What is Working

I do believe tracking exception/error flow is a good idea. However, automated taint analysis may not be the best approach. Instead, tracing frameworks like OpenTelemetry offer a more practical solution for this purpose.

What is not Working

Taint Analysis?

There is not a practical taint analysis framework that can be used in production. In fact, the majority time I spent on this project is not implementing ExChain, but fixing bugs in the underlying taint analysis framework.

Static taint analysis is extremely slow and resource savy for large code base. We didn’t optimize anything for that and just use whatever Soot provides.

Only for Java

ExChain only works with Java’s exception model. Languages using return codes for error handling (like C) lack the explicit exception mechanisms ExChain requires, making extension difficult.

The Unknown

Dataset

Finding bug set is more challenging than I expected. In this project, we are looking for failures that involves at least two exceptions.

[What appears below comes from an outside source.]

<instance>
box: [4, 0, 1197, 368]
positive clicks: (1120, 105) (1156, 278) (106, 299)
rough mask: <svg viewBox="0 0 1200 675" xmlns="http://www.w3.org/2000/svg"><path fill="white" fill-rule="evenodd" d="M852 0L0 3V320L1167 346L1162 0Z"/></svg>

The first exception puts the system in a faulty state without immediate failure, while the second exception triggers the actual crash that developers observe.

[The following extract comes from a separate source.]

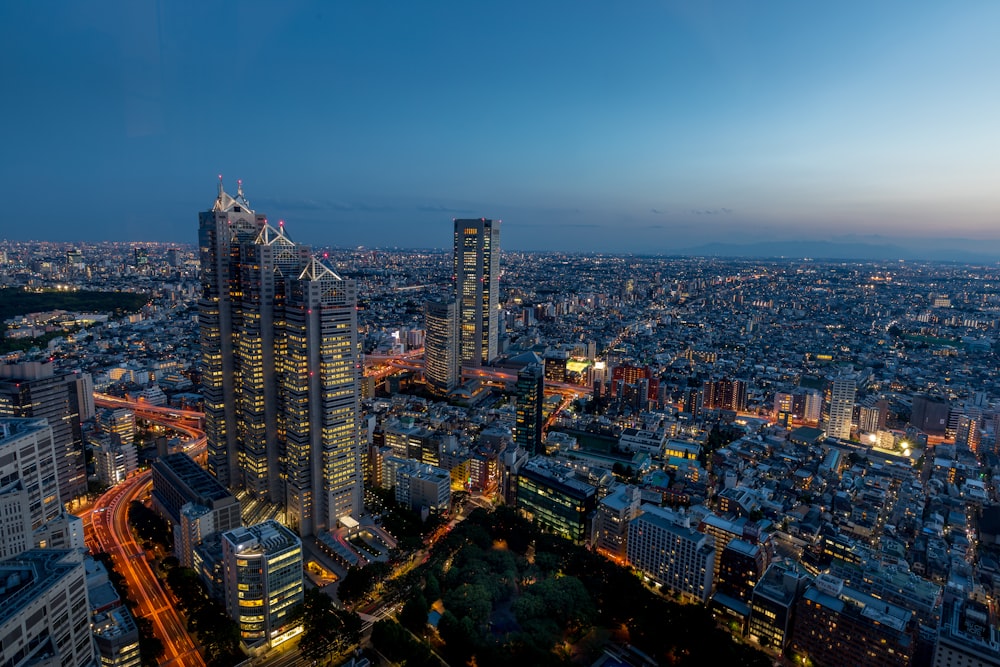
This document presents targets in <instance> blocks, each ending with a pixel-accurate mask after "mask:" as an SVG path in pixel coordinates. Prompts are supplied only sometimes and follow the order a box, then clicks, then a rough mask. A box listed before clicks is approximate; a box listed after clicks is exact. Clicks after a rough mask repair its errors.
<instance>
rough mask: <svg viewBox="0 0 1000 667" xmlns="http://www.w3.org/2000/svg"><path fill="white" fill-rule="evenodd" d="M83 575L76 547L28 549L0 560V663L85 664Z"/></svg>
mask: <svg viewBox="0 0 1000 667" xmlns="http://www.w3.org/2000/svg"><path fill="white" fill-rule="evenodd" d="M86 578H87V577H86V571H85V569H84V565H83V557H82V556H81V554H80V553H79V552H76V551H67V550H62V549H31V550H29V551H25V552H24V553H22V554H20V555H18V556H14V557H12V558H6V559H4V560H0V581H2V582H4V585H3V587H2V591H0V637H3V641H2V643H0V664H2V665H60V666H61V667H90V666H91V665H92V664H93V662H94V641H93V634H92V633H91V629H90V607H89V605H88V604H87V582H86Z"/></svg>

However, when reading bug reports, most issues either describe the root cause exception and provide a potential fix, or document only the final failure exception. It is rare to see an issue that describes the entire chain of exceptions.

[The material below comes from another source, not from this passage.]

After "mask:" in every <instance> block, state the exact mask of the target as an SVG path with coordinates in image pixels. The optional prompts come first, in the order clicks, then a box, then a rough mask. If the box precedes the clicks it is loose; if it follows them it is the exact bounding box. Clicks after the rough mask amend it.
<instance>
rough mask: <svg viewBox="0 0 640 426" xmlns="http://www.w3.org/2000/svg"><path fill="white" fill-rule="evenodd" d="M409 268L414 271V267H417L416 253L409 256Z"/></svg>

After reviewing nearly 1000 issues, I found only 10 with clear descriptions that could be reproduced. Frankly, this low yield raises concerns about pursuing further failure diagnosis research.

Niche Problem?

I don’t know if it is a good idea to introduce a new analysis framework for only one specific type of failures. It might be an overkill. I wish there is a more general framework that can be used for all types of failures.